In 1 John , we are told to test every spirit, so this advice is a "spiritual warfare test" . Pray over this, and do not hesitate to ask God for a confirmation of His will. Remember Gideon who asked, and was never reprimanded for asking. That has not changed.
 

Chuckz

Member
I might get in trouble if I mention names but one college had ONLY two Bible classes and the rest were secular while they advertised on secular radio stations and called themselves a Christian liberal arts college. And then one of my friends told me a story about how her friend complained about her room mate doing things with her boyfriend in her dorm and how my friend helped her friend wash her car off because it had human excrement smeared all over it.
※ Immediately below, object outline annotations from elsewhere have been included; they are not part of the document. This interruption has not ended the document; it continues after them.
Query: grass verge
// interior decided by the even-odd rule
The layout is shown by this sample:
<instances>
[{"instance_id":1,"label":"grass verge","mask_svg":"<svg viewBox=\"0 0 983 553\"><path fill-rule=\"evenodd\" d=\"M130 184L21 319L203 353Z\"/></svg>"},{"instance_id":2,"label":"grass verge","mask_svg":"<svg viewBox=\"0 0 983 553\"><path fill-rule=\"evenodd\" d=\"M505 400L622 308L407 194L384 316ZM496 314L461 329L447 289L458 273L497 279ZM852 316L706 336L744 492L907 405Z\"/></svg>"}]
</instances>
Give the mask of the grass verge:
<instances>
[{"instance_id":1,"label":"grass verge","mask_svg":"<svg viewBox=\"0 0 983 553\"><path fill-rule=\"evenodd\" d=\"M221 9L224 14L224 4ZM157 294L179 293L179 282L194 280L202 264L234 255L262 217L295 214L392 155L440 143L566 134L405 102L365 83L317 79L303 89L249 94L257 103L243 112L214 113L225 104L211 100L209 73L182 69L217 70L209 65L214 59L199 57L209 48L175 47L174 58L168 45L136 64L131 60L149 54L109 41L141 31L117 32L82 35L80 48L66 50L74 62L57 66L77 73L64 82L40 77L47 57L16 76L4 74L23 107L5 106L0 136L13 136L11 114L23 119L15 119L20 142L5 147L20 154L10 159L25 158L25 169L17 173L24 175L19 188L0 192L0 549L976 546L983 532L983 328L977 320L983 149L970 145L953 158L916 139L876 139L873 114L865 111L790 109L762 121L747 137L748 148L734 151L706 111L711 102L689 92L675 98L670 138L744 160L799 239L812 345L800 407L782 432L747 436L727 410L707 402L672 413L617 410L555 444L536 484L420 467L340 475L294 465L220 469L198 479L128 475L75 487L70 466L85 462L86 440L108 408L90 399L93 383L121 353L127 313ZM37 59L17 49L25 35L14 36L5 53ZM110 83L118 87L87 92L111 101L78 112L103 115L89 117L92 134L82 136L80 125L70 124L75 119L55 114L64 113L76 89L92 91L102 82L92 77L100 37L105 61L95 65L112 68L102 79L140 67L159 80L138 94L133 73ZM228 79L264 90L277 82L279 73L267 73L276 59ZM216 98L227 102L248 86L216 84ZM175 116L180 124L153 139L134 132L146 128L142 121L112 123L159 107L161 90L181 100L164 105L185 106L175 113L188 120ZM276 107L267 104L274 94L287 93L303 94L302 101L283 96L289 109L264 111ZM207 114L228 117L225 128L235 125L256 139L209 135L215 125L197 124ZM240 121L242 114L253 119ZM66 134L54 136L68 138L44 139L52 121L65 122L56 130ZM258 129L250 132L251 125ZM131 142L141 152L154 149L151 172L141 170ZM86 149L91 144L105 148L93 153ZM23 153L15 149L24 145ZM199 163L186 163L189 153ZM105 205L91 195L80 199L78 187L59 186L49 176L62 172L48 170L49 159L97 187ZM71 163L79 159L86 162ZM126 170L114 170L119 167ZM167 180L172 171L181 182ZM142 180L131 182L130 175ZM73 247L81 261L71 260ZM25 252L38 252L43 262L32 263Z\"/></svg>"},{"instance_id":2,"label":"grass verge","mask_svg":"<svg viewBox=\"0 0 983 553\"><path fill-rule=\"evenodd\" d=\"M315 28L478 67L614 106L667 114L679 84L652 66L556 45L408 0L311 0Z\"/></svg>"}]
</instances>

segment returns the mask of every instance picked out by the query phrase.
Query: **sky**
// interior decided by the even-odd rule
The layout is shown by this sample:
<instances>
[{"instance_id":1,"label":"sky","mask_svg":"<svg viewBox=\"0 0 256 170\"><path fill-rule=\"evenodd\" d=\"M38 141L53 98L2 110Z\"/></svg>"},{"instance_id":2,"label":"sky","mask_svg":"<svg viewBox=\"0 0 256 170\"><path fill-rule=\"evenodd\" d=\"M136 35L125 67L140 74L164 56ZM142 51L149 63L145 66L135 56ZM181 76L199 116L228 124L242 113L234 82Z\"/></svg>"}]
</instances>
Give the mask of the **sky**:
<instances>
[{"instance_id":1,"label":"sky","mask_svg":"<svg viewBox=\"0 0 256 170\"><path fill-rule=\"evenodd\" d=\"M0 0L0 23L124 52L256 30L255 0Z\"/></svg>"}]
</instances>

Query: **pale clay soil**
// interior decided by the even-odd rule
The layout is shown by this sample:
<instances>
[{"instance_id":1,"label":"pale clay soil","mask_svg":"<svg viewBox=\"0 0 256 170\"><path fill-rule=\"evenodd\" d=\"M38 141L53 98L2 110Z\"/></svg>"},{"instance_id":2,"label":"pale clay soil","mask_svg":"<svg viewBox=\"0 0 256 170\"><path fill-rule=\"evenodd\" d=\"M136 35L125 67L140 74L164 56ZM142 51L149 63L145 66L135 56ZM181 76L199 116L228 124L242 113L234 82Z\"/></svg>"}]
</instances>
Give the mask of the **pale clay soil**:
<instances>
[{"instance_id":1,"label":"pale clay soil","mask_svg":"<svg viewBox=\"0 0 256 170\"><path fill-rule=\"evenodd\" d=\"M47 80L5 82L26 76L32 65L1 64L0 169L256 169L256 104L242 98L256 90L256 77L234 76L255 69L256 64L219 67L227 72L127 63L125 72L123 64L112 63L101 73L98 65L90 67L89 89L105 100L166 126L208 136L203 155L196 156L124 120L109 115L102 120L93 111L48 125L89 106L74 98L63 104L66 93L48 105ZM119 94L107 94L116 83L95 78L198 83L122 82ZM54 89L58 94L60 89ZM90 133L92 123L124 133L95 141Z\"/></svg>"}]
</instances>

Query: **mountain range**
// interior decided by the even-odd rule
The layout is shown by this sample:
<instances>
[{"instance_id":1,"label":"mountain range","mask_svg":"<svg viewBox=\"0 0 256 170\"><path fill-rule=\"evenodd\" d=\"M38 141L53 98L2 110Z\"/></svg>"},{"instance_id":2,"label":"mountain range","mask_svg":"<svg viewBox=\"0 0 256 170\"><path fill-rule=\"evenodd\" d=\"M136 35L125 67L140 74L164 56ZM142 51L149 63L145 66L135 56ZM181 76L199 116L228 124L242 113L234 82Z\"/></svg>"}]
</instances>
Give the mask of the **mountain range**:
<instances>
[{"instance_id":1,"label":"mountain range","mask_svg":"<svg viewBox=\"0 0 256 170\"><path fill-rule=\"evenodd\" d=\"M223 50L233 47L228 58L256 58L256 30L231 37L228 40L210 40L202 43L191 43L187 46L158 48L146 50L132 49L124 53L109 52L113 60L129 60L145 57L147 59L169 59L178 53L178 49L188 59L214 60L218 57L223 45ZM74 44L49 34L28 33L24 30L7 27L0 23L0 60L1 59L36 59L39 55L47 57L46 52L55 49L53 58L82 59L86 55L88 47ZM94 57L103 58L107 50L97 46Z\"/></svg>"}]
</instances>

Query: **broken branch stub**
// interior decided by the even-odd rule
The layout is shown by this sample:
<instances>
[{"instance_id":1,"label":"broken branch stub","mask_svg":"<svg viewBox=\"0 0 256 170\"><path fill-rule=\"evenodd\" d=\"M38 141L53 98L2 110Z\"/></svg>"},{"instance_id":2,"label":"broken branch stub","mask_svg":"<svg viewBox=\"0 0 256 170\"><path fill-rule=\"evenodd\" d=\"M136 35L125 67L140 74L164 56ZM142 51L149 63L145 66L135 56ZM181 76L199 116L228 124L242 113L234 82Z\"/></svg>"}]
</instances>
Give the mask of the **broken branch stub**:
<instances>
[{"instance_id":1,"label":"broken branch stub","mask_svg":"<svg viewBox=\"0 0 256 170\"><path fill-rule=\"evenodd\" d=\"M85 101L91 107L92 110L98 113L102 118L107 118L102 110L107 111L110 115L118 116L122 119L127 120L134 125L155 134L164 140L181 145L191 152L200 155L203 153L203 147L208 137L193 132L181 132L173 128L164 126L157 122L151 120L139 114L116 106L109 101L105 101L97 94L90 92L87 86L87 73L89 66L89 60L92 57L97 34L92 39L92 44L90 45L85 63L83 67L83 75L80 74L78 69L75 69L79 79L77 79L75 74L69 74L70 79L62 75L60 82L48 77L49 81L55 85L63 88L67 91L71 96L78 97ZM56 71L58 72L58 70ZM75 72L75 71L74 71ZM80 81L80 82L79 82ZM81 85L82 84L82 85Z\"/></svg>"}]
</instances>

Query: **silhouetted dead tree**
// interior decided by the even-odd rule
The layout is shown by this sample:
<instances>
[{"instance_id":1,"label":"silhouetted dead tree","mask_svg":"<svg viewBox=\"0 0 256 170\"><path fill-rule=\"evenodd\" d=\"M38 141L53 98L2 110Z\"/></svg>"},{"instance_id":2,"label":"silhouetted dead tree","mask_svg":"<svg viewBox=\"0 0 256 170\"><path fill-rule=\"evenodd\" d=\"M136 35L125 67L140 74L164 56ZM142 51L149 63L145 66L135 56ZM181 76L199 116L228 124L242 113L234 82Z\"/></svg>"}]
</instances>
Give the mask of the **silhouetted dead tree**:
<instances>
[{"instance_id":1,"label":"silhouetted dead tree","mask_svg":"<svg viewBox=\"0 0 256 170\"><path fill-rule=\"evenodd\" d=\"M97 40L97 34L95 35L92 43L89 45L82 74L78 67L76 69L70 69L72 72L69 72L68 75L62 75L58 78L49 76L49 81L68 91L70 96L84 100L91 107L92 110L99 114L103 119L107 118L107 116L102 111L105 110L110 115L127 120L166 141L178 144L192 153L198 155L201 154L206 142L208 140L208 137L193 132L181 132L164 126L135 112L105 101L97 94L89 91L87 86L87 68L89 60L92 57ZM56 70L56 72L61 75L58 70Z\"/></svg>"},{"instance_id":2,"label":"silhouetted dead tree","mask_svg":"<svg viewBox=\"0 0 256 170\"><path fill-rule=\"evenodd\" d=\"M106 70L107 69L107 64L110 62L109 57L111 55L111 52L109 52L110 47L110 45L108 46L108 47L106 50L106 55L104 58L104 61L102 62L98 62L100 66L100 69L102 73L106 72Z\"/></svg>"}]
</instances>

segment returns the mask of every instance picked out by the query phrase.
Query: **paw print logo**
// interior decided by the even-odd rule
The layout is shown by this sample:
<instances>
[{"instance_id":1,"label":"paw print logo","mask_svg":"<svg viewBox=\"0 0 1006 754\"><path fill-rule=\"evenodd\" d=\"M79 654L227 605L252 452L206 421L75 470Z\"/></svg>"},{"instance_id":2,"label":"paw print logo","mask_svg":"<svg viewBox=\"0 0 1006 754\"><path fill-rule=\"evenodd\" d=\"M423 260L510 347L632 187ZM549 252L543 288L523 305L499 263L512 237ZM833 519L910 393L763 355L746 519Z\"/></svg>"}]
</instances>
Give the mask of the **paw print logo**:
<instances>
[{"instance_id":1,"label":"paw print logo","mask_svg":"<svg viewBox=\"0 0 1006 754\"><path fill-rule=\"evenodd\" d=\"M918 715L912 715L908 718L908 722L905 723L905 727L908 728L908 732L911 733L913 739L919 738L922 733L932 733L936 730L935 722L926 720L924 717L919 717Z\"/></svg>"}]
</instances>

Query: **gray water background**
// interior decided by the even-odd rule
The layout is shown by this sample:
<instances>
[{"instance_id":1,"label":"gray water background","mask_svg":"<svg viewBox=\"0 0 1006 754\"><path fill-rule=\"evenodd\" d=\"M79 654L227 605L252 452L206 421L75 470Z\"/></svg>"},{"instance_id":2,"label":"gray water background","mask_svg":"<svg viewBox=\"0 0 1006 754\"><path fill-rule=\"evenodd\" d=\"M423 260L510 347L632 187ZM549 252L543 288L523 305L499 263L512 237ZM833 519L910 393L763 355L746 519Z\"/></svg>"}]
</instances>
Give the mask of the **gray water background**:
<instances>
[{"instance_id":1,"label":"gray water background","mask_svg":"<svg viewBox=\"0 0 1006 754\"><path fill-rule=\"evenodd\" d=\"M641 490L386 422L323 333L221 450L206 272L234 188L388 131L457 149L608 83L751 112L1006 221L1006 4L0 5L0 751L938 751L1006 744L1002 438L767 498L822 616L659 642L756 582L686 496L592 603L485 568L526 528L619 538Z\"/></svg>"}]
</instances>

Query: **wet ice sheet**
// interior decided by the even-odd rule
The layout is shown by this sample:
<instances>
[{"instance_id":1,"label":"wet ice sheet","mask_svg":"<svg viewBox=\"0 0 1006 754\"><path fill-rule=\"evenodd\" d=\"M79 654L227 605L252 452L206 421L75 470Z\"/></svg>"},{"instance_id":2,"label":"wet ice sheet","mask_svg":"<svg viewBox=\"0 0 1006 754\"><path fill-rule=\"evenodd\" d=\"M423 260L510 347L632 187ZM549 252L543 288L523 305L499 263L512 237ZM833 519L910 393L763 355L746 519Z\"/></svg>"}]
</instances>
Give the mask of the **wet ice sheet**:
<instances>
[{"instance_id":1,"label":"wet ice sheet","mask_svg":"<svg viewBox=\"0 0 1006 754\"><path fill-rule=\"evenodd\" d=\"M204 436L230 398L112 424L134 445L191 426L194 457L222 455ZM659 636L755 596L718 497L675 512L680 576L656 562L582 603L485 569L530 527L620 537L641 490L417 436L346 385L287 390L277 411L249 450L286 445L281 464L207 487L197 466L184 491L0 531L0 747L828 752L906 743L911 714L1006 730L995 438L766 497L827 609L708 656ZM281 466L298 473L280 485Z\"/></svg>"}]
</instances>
That is what could happen if you go to a worldly Christian college.

Other schools have Bible in all of their classes and do not specifically invite the world in. I remember looking at the application and you had to have a recommendation from your Church's pastor. I know people from the world who ask me how to become a pastor and they curse when I say that because they didn't walk the walk.

I think you should really back up and ask what is a healthy and balanced church and ask what is a Christian.

There are also colleges which don't really require you to be Christian in my opinion.

If you haven't read the Bible all the way through several times and if you haven't written your own essays on essential Christian doctrine, it could be hard.

The real question is, "Why are you going?" and what do you expect to put into it?

I have Christian reference books that those who went to Bible college say, "yuck" to. So why do people go if they don't want it?